I agree wholeheartedly, Hannah. I never would’ve decided to learn to play the guitar if I didn’t have access to the music I do because of the internet and music players. Also, though this isn’t quite on the same line as your post, the internet is a WONDERFUL resource for making music–you can easily find guitar chords for songs you want to learn to play, and easily look up chords that you don’t know (although all the different options for chords can be quite bewildering XD).
How ironic. I was listening to my “magic music box” when I read this. XD
One other thing to mention is the portability of music. If I didn’t have my “magic music box” I probably would almost never listen to music (because I always seem to be dashing around whenever I’m not working) The magic little box means that in order to listen to music, you only have to carry around a small lightweight piece of plastic that’s only a few inches long. Before electricity, you were limited by the amount of money you had (to afford a concert ticket) or by how portable your instrument was (Let’s face it. You can’t take a grand piano just anywhere.) And for a while, even radios and CD players were only so portable. (The early radios were as large as china cabinets.)
I’m sure if I composed music that I would agree with your friend on that point, but I think that overall our magic music boxes are a great blessing.
I would say that the greatest pitfall of portable music is not that it keeps people from making music, but that it keeps people from listening to things that aren’t music.
Everywhere I go (especially at school), people walk around with things in their ears, broadcasting their own little musics into their own little heads. But there’s so much more to hear! I’m sad for the people who have never heard the lovebirds go cheeping overhead because they were listening to something else that they picked out. There’s no surprise in that!
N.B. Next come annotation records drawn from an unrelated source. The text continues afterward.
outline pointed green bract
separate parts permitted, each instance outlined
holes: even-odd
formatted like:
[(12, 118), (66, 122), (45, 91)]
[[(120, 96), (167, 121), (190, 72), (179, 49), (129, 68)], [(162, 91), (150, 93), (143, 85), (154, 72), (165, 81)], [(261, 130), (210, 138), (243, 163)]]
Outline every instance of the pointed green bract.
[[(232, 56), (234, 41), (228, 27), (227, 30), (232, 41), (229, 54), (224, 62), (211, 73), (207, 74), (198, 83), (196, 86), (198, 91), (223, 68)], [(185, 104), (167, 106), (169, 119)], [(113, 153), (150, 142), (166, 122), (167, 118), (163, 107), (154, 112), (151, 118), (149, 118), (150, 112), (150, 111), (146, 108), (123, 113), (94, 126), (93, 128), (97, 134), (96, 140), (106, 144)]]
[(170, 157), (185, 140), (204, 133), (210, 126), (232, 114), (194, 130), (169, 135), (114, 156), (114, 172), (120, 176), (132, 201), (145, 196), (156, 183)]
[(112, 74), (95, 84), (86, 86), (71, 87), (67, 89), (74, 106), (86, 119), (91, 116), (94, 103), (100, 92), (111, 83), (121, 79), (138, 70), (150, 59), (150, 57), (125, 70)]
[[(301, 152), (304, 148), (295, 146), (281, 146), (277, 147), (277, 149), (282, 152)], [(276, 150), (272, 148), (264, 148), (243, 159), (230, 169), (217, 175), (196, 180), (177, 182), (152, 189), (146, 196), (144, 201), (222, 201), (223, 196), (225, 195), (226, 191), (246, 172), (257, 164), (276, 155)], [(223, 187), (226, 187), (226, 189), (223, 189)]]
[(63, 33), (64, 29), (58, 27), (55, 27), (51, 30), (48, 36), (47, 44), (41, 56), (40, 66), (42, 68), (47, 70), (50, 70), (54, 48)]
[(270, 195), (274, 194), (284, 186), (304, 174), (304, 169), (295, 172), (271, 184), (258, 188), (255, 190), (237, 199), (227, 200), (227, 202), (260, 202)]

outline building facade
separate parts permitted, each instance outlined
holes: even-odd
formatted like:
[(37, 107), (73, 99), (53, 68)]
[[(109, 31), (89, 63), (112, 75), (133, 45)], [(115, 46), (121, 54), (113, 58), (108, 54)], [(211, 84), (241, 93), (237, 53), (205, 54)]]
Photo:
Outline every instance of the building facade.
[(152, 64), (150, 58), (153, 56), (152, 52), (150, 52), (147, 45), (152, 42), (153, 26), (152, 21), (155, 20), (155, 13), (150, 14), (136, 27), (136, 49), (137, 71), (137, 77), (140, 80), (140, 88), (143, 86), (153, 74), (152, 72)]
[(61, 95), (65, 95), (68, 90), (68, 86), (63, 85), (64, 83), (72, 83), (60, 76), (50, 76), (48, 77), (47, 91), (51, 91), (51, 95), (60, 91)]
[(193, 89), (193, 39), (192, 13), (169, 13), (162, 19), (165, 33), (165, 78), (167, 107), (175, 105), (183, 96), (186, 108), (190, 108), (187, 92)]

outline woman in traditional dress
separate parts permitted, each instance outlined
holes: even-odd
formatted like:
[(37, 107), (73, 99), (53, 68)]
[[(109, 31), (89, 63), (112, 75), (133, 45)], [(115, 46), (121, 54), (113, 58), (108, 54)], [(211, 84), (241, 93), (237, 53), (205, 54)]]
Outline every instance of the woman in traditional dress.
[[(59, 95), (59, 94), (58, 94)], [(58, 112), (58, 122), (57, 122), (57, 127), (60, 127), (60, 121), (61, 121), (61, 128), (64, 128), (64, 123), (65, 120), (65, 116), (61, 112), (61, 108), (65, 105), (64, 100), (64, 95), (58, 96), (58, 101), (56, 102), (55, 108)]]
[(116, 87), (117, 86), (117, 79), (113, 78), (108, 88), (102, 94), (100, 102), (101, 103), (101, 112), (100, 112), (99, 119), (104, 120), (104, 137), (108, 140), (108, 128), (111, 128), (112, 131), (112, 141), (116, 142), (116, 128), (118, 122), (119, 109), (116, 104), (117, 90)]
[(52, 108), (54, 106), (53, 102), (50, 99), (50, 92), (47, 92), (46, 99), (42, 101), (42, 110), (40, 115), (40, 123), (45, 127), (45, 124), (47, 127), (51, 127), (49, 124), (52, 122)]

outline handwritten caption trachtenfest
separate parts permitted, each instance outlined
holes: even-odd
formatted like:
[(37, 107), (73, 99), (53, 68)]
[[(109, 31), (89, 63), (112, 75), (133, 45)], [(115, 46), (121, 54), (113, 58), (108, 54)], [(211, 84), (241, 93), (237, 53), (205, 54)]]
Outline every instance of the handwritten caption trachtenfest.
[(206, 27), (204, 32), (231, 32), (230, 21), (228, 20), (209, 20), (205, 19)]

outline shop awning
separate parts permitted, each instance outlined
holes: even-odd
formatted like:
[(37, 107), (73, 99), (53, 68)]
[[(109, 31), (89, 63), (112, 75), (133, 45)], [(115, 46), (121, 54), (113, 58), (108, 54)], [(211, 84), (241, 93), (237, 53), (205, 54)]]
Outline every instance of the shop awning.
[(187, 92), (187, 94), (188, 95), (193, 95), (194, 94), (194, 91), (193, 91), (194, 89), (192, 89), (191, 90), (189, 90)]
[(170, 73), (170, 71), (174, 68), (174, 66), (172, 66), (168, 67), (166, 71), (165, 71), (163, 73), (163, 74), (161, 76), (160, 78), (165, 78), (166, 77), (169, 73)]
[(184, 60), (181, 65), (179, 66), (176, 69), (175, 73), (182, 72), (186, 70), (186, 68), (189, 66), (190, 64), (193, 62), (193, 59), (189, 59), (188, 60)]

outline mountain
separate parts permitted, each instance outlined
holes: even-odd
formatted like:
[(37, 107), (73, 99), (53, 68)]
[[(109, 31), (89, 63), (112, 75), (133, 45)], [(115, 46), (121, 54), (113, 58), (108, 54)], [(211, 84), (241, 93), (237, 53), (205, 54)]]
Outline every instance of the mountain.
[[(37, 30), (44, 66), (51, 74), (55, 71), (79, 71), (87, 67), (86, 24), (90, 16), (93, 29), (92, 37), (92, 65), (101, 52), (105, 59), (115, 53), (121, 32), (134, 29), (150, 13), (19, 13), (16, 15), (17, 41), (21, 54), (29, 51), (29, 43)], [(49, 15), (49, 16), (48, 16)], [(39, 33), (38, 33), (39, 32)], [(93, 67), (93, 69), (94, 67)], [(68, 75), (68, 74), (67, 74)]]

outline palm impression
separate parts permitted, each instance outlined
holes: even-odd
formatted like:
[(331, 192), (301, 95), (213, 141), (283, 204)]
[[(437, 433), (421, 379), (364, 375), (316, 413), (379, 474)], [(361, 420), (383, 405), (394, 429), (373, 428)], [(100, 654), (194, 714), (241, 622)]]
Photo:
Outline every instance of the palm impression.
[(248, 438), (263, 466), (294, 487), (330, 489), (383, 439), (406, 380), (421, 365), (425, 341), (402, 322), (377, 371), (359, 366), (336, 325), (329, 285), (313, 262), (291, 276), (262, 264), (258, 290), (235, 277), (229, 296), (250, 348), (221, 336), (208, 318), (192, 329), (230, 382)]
Next thing you know I’m going to be defending Philip Glass…oh wait. I think that’s already happened. ^_^
I think the connection between music and class is an intriguing one, and one you’re right to make. I’m not entirely sure, though, that music and performed music has previously been only for some elite — I mean, jazz, blues, rock and roll, these had all been folk, lower-class genres of music, made and listened to by common people, but which the upper classes later affected and appropriated.